"Hello, I am a big follower of yours."
ranging from the simple (trite?) "thank you" to the total abstract- the fact that no reply could be ideal means any reply will suffice- "does that mean you'll come to my hotel room?", "fuck off", "i hope your mother approves", words, any and all. the full spectrum, even the colors invisible to the human eye. silence can even work, carried by a long, cool gaze.
"Hello, I am a big follower of yours."
"Thank you." (let's keep it simple)
So then what? Me- by which i mean you- know this person. you have witnessed what they can do, pored over interviews of them "baring it all", teeth included, and yet- jamais vu- you are talking to a stranger. which should be discouraging, or humbling, rather (preferably) but actually isn't, because you like this person. you want to know more about this person. you have not yet had the (dubious) honor of watching their mannerisms, their affectations (face it- both of you know you aren't in this just to ask the time) and so you plow forward, attempting to till that well-trod path of adoration and admiration with the seeds of wit (watch your parlance, they may be flattered but they ain't no fool) hoping that an ineffable (as in f--- this, f--- that immune) connection flowers between the two of you.
it might happen. "we are not so unlike each other, you and i" is what you think, feel. express.
but the barrier remains, they in one camp, you in another, not even existing before, but before was before you said hello.
more specifically, hello, this is me, and i like you, i follow your work, i follow you. can this be construed as a glancing blow from the hand that must be held? you follower, you.
BUT I LOVE WHAT THEY DO
you declare, hands up in that look-i-know-it-might-be-lame-but-i'm-being-honest-and-isn't-that-a-lot-like-being-passionate-and-true,-in-this-context? sort of way.
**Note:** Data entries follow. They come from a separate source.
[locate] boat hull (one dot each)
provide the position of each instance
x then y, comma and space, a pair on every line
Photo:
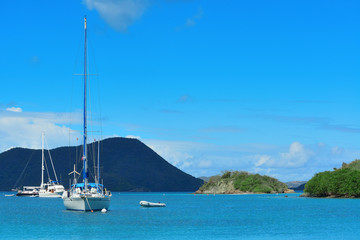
50, 195
150, 204
86, 203
25, 194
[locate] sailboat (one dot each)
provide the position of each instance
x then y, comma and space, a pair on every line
86, 196
51, 189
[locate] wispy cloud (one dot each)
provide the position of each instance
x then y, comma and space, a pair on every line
23, 129
321, 123
14, 109
191, 21
296, 161
185, 98
170, 111
119, 14
222, 129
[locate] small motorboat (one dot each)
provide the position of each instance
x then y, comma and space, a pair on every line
150, 204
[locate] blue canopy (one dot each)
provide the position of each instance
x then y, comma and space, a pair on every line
92, 185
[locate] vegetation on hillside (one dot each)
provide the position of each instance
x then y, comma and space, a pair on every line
237, 182
343, 182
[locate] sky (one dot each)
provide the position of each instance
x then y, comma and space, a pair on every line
268, 87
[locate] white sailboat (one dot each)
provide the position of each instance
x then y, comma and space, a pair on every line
51, 189
86, 196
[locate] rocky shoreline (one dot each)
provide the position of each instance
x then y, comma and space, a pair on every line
237, 192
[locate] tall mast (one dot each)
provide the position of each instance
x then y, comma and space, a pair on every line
98, 162
85, 169
42, 160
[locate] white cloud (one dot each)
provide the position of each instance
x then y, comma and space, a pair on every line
133, 137
119, 14
190, 22
293, 162
24, 130
297, 155
14, 109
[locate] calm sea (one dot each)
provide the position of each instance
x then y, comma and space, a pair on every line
186, 216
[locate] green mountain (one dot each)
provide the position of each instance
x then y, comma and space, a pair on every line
242, 182
343, 182
126, 165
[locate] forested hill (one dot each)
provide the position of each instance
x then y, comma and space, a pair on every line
343, 182
126, 165
242, 182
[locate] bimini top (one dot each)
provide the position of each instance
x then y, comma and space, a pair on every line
91, 185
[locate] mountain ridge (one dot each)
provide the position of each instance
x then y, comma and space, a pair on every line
126, 165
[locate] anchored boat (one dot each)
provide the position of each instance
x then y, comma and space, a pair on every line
86, 196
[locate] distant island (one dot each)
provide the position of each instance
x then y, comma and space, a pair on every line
342, 182
127, 165
235, 182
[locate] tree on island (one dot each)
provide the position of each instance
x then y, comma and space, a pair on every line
343, 182
242, 182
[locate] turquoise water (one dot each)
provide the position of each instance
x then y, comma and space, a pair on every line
186, 216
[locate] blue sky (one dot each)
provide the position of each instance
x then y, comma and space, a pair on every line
262, 86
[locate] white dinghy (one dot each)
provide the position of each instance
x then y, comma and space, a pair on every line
150, 204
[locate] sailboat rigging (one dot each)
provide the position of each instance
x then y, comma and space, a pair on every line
51, 189
86, 196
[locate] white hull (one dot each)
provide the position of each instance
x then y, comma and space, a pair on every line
150, 204
86, 203
50, 194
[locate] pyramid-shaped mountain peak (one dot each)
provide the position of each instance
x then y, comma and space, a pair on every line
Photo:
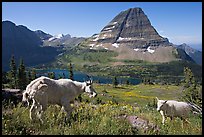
132, 36
130, 27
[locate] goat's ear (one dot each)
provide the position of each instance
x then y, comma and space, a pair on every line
165, 101
42, 87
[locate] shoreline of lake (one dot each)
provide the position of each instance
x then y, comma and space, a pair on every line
81, 76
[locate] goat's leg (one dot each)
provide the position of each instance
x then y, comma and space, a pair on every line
163, 117
32, 110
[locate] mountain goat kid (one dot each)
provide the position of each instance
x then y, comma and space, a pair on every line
172, 108
43, 91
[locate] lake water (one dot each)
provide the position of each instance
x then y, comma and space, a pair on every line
79, 76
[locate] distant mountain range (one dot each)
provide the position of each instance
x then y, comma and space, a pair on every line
130, 34
29, 45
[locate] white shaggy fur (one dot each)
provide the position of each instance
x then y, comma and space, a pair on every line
172, 108
44, 91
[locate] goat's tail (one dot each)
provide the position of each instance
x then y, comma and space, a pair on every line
196, 108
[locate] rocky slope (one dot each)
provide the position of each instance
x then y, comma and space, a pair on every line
196, 55
23, 43
133, 37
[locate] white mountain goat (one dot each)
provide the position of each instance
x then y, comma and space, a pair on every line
172, 108
44, 91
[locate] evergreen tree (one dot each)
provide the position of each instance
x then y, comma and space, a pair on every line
63, 75
191, 92
12, 73
29, 77
71, 75
115, 82
33, 74
21, 76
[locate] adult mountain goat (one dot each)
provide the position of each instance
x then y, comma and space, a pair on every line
172, 108
43, 91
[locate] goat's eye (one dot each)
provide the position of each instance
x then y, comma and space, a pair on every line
26, 94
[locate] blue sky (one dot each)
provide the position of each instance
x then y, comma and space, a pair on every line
180, 22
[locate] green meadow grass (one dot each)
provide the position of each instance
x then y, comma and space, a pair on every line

be that as it may, fawning is fawning. curry favor with curry flavor, as in they are human, so are you, and that fact is actually the Great Leveller that makes us all equal. let's present ourselves, gift ourselves, in our best bow and ribbon display. tada! data. people like to say 'no, no mirrors please, no smoke, it makes me cough, just give me you, plain old you, as you are. this is what i want to see.' which is well-intentioned but really. it's just what you think you want to see. you want to see smoke and mirrors- and what's the difference? because how we project ourselves is an extension of- or not even that, it actually is- who we are.
so in short when they see you and you see them you use your mirror and you reflect their thoughts- you are not so unlike each other- and peer into them, into their routine (it's been there all along, it's just that it's all you've ever seen- you've been duped) and know them as your brother or sister, and all that implies (infers?).
the Golden Rule has many ancillary applications- it's not all about kindness, you fucks- it's all about where you place yourself and where you place others, which need not be reflected in each other- the mirror is, after all, a metaphor- so when you practice it (or better yet, utilize it) don't make the rookie mistake of thinking that by denying this vagrant his greedy gulps of tobacco (he calls it charity) that you're entitling him reprisal. The hands that holds (remember?) the Golden Rule can deliver a glancing blow. so when that asshole with the hot wife that looks slightly boozy and slightly crazier cracks you a fat one in the face for gawping a moment too long, don't feel slighted. that's kismet. through this slight, we see the sleight of hand. from the hand that is held, to the hand that holds, to the hand that holds the sway in all things you do- yes, you- jamais vu. we see ourselves performing one action- kissing our loved ones before they leave for work- and think the world unfair when we drive into a tree four years later, and never making the connection all the while. this specific sleight of hand takes years for the reveal, and the flourish is that there is no flourish at all- so elegant and precise, that particular strain of music- it is immediately hidden beneath the blaring horns and tinny wails of our ware-hawking humanity. if you find the measure (use the Golden Rule) you will hear the clarion call.
so when you approach the person of your admiration, or are approached by an admirer, do not mire in that difficult and desolate terrain of compliments and erudite attitude- this is stating 'i follow your work', this is stating 'my hand needs to be held', this is stating 'i am hawking my wares', this is actually stating nothing. If you speak, you will be spoken to. attune yourself- we all have an affinity to some tune- and speak in that timbre.